WCPO Cincinnati reports there is “Fury and frustration over Target data breach“. That may be understandable, but it is helpful to realize that Target is as much a victim as those whose information was stolen. Target and other large companies generally go to great lengths to secure customer financial information, and Target did the responsible thing by reporting the incident right away instead of stalling, such as Sony did in 2011.
Having said that, Target is being quite low key about some aspects of this event. I saw somewhere on the web that someone at Target made the comment that it was important to not “overreact”. While true, I notice all they are advising people to do is watch their credit card statements. Even if you have online access, by the time that it shows up on the bill, it is too late. Someone has used that information and stolen money, even if it might not be the Target customer who will eventually be reimbursed. Then, there is the whole tangled mess involved if it is a debit card.
The information stolen appears to be the entire enchilada. The entire slate of information on the magnetic strip has been stolen, which would include a security code, credit card number and expiration date, all of which is sufficient in some cases to make a fraudulent purchase or even create a counterfeit of the original card. The one thing that might slow someone down is that apparently the CCV code, the three or four numbers visible on the back, are not included.
I saw a news broadcast last night where the individual flat out stated that if you used your credit card at Target between Thanksgiving and 15 December to just cancel the card and get a new one. I would concur.

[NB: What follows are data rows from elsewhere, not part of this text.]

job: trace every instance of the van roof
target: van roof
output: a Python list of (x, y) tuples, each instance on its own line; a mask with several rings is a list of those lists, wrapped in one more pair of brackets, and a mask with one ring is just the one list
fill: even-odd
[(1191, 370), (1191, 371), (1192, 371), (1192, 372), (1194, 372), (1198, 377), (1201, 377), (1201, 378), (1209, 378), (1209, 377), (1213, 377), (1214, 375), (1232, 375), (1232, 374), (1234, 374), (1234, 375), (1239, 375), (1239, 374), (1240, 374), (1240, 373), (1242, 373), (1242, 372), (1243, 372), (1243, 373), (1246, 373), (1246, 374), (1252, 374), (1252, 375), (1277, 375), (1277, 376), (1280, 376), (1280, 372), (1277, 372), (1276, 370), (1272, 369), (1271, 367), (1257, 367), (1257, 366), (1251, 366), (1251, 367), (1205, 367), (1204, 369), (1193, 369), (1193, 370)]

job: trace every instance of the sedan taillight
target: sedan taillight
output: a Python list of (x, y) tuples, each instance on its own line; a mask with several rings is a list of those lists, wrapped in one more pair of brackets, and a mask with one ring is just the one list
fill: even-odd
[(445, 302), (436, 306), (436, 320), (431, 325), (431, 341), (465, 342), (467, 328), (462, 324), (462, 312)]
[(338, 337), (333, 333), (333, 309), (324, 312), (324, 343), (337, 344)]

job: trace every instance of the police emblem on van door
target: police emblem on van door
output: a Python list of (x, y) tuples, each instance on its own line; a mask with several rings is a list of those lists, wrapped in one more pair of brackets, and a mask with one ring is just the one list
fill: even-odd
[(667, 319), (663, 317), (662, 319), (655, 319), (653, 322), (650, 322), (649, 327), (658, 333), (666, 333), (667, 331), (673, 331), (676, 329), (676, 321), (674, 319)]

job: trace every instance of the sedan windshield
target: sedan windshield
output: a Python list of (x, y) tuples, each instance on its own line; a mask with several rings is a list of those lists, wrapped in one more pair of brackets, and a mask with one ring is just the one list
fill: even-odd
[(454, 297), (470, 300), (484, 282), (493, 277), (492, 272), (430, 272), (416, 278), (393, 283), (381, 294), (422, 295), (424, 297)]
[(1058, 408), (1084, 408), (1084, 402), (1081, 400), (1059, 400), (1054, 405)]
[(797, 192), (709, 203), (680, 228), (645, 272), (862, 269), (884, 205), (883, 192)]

Legitimate charges can be rolled over from the old one, as they are still on the account, but no new charges can be made. It might mean being without the use of the card for a couple of weeks, but that inconvenience is less than what is involved with disputing charges and having to cancel it anyways.
Double that advice if it is a debit card! Not only are there false charges to deal with, but the potential of overdraft and bank fees, even if waived, are enough to cause a migraine.
However, yelling at Target or vowing to never shop there again is not the answer. Data breaches cannot be avoided 100% of the time, and there is ample evidence, according the experts and a little common sense, that this was an inside job. That is the type of breach that is the hardest to guard against (if not impossible to stop completely).